We aren't done, though. Even ignoring the audience scores as potentially biased... we still have the critics scores. Back to Rotten Tomatoes: One movie gets 93% critic approval with an average score of 76.5%; "top" critics were slightly more critical, giving 90% approval with an average score of 76.1%. The other movie has a 79% approval with an average rating of 68%, and among "top" critics that drops to 62% approval and a 62.7% average rating. The differences here are less than in the audience scores (apart from top critics, who have a clear 30% preference), but there's still an obvious winner. Again, the higher scores go to Wonder Woman, and Captain Marvel glides in at scores that tend to indicate a mediocre movie. It bears mentioning, here, that the progressive media isn't just saying "Captain Marvel didn't bomb" (which is questionable, these numbers are borderline bombing for a major release like this), they're claiming that Captain Marvel was a rousing success, which is factually incorrect based on both audience and critic scoring.

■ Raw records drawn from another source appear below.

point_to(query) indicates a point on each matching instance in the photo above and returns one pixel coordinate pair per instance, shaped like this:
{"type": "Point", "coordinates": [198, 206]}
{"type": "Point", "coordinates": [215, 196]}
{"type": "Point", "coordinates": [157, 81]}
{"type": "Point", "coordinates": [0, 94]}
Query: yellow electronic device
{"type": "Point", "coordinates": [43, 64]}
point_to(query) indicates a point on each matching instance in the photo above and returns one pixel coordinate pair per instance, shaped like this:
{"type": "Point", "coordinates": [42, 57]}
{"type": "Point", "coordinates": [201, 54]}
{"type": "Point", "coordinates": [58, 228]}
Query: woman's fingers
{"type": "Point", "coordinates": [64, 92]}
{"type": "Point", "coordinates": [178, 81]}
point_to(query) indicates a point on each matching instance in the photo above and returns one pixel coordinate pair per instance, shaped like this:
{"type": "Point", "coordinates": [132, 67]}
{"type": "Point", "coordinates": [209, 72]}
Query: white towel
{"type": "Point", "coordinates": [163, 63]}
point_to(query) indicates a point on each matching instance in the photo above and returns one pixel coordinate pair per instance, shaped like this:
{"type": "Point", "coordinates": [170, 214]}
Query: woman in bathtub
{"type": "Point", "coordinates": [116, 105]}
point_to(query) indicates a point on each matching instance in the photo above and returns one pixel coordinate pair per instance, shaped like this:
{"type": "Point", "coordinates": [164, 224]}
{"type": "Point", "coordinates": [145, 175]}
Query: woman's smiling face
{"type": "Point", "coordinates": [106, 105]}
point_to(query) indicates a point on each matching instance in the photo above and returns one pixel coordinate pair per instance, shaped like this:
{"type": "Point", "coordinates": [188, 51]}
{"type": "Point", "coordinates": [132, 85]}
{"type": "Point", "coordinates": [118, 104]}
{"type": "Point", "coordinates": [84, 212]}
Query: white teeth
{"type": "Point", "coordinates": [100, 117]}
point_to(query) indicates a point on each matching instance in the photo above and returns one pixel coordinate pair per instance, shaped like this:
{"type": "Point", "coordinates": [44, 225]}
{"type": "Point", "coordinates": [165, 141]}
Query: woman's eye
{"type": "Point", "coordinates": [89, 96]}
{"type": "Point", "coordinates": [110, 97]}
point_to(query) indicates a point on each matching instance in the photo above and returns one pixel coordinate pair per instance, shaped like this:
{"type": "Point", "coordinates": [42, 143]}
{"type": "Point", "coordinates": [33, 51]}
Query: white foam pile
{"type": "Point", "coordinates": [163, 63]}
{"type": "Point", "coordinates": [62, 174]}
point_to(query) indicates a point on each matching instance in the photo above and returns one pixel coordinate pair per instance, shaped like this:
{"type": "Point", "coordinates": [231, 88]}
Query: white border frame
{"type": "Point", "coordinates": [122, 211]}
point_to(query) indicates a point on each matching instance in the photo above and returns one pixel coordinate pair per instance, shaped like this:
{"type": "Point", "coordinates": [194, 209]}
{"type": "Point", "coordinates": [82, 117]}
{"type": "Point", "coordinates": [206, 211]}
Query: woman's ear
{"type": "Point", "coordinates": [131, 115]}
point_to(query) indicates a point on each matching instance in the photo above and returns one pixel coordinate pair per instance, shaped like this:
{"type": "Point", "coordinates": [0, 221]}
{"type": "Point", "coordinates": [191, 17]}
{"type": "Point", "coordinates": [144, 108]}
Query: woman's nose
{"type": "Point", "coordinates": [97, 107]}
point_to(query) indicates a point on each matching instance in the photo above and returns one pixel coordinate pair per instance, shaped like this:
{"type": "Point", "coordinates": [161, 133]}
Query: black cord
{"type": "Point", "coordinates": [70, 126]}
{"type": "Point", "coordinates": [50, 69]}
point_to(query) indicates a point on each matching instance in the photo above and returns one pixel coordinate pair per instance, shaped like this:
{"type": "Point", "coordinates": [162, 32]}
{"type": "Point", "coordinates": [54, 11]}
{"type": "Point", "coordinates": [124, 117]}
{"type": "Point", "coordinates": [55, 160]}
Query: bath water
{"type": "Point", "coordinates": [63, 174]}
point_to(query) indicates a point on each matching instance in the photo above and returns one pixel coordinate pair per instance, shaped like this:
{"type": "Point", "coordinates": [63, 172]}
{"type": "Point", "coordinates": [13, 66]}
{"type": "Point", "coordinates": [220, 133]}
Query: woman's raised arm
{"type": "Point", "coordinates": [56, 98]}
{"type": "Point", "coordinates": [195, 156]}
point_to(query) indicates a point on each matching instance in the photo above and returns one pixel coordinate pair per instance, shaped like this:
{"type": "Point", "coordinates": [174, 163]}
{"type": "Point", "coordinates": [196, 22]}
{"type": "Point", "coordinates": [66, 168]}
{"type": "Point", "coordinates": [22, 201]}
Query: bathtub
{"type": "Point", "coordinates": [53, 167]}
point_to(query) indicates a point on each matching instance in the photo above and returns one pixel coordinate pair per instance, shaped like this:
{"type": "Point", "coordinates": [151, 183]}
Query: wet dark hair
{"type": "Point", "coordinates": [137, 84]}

There is, of course, the other way a movie can be successful: By the ticket sales, regardless of how much the people who bought tickets actually ended up liking it. For this, we're going to first take a gander at the pre-release projections. For Wonder Woman, predictions had it at anywhere from $65 to $115 million for the domestic opening weekend with an additional $100 million internationally. (I don't feel like getting a source for that number; look it up yourself if you want.) The actual opening weekend was at the high end with $103 million domestic and around that much again internationally. Wonder Woman also had what the industry calls "legs", meaning it kept walking in more sales week after week; you'll see in that last link a nice graph; the shaded area is a projection, not the personal opinion type, mind you, but rather by an algorithm with inputs consisting of the known opening weekend performance of the movie and the performance of all previous movies over the last several years. Notice how Wonder Woman's actual take skirts the top of that projection the whole way; it wasn't just a good long-term draw, it was a fantastic one.

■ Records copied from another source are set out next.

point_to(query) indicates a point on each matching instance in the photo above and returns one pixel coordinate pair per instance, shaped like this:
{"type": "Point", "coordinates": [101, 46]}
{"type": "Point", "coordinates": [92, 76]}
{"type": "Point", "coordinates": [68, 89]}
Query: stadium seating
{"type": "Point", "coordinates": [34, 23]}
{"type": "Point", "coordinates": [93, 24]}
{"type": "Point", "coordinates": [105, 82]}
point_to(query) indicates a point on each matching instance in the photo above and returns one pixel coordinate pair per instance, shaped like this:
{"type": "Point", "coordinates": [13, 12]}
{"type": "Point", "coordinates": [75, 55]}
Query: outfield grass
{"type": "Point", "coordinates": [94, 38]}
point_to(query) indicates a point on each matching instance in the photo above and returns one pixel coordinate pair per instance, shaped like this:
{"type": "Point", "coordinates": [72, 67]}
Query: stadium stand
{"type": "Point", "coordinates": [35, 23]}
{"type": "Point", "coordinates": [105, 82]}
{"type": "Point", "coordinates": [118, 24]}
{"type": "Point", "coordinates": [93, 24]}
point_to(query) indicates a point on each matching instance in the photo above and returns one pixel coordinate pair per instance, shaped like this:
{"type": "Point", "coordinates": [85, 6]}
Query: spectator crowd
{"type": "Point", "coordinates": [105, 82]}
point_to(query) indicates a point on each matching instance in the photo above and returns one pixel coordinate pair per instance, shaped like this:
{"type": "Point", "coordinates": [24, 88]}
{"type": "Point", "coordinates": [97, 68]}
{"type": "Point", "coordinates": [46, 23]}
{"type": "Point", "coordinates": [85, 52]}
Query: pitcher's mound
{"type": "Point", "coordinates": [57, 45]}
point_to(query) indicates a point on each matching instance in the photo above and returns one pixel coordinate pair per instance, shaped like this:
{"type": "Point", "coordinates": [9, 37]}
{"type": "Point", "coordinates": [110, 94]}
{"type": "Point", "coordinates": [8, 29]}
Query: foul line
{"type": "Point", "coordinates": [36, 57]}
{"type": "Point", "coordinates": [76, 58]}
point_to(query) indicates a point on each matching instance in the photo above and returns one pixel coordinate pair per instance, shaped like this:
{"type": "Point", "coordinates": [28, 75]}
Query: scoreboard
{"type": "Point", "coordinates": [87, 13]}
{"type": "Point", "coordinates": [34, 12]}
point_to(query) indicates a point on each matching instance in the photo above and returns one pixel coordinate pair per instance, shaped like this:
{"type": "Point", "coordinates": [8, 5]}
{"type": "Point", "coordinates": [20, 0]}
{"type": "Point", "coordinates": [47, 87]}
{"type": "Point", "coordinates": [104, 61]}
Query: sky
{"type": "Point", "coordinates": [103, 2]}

Now we turn to the elephant in the room. Predictions for Captain Marvel placed it at $80 to $140 million for the domestic opening weekend, with a rough match internationally. How did it actually do? An opening weekend of $153 million domestic and at least $223 million internationally. That means it absolutely soared past those predictions... except that isn't the whole story. Captain Marvel's predictions actually dropped dramatically leading up to the release; they initially sat much higher, at a $140 to $180 million domestic opening. The same early predictions had Wonder Woman hovering at around $80 million domestic. Taking this into account, Captain Marvel's opening weekend actually fell to the low end of initial predictions, while Wonder Woman flew past hers.

And what of the "legs" on Captain Marvel? Well, you can see that chart for yourself, linked above. Where Wonder Woman sat on the top of the expected performance area the whole way, Captain Marvel immediately flopped to the bottom of the cone, and is still below the midpoint at its second week. So there, too, Captain Marvel is an under-performer.

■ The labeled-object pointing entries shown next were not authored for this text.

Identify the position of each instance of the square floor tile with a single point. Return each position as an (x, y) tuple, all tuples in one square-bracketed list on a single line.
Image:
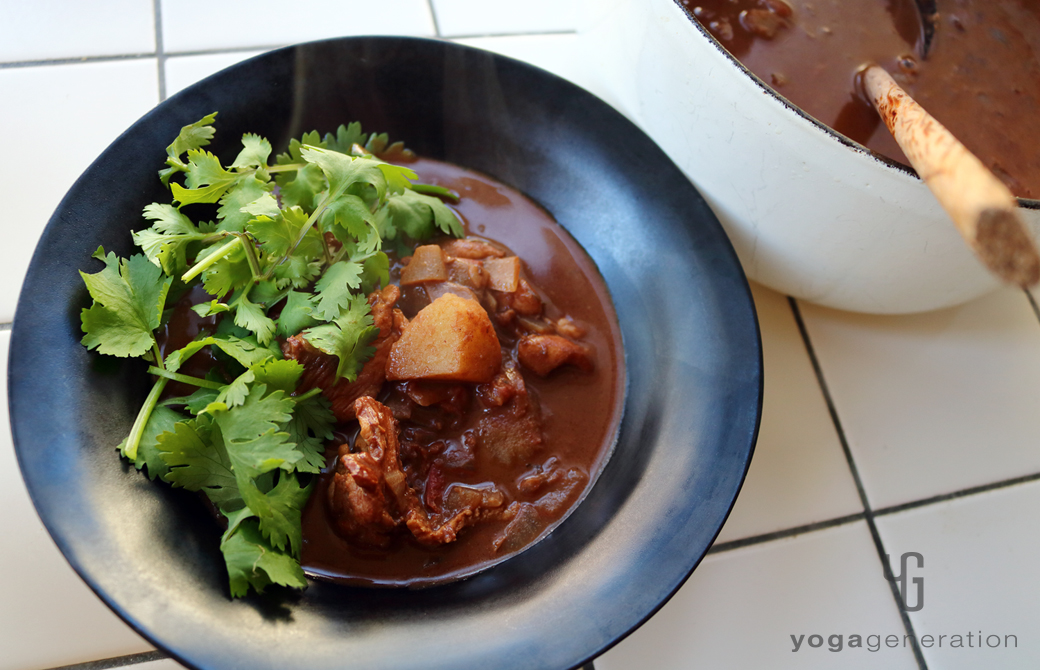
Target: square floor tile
[(66, 116), (49, 617), (979, 577), (458, 18), (265, 23), (165, 664), (184, 71), (799, 473), (45, 29), (938, 402), (741, 608)]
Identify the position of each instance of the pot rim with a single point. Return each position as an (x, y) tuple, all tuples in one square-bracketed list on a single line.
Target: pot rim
[(885, 161)]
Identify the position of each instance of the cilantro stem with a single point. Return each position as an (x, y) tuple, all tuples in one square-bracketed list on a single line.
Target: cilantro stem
[(209, 260), (146, 412), (251, 255), (285, 168), (186, 379)]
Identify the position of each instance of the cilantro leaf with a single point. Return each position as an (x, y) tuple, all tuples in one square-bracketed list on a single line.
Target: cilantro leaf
[(198, 460), (129, 298), (160, 420), (191, 136), (347, 337), (295, 314), (207, 180), (253, 562), (245, 352), (279, 375), (251, 316), (165, 242), (255, 152), (345, 137), (334, 290), (419, 216), (233, 213), (228, 273)]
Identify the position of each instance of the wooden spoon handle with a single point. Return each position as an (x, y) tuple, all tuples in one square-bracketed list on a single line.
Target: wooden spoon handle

In summary: Captain Marvel has nothing on Wonder Woman, by audience and critic ratings or by performance against projections. It only "wins" in the raw number of tickets sold, which, frankly, is the least informative comparison to make; by that logic, any movie released at a film festival is automatically horrible because it only had a few hundred viewers. The progressive media's desire to hype up how amazing this film is supposedly doing is just adding to the perception that they're out of touch, and lending credence to the cries of "fake news" used to smear the media as a whole. If, by some minute chance, you're one of those media people... please stop. "Sticking it to the trolls" doesn't work if you have to be dishonest to do it; it just erodes your credibility, and the credibility of journalism as a whole.